Business as usual at the State Department

Tony Blankley in the Washington Times summarizes the critique of the State Department delivered by his former boss, Newt Gingrich, in an address to the American Enterprise Institute. Here is Gingrich’s address, the opening sentences of which, in Blankley’s words, “surely sent a chill through a State Department looking for a spine [for it] to go down.” Gingrich catalogues the errors and miscalculations of the Department during the showdown with Iraq, and calls for Congressional hearings.

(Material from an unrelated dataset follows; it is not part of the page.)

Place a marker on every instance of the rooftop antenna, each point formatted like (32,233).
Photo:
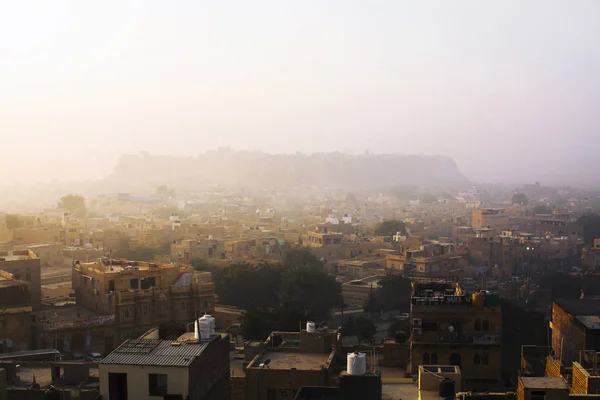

National Review Online is all over this story. Here is Frank Gaffney’s commentary. Gaffney believes that the former Speaker’s speech is one of the most important foreign policy addresses since Churchill’s “Iron Curtain” speech in 1946. And here is a column by Ramesh Ponnuru about Colin Powell, the State Department’s ambassador to the Bush administration. Ponnuru notes that “the one person escaping all blame for the administration’s diplomatic failures is its top diplomat” to whom “nothing sticks — except a bewildering adulation.” But, of course, the adulation is not all that bewildering. As Ponnuru notes, Powell is seen by the press as “the adult restraining the hotheads around Bush.” As long as he maintains that image, his diplomatic failures and inability to actually influence adminstration policy will not matter, and he will probably be able to ensure that the State Department can continue to conduct business as usual, no matter how cogently Gingrich and others attack it.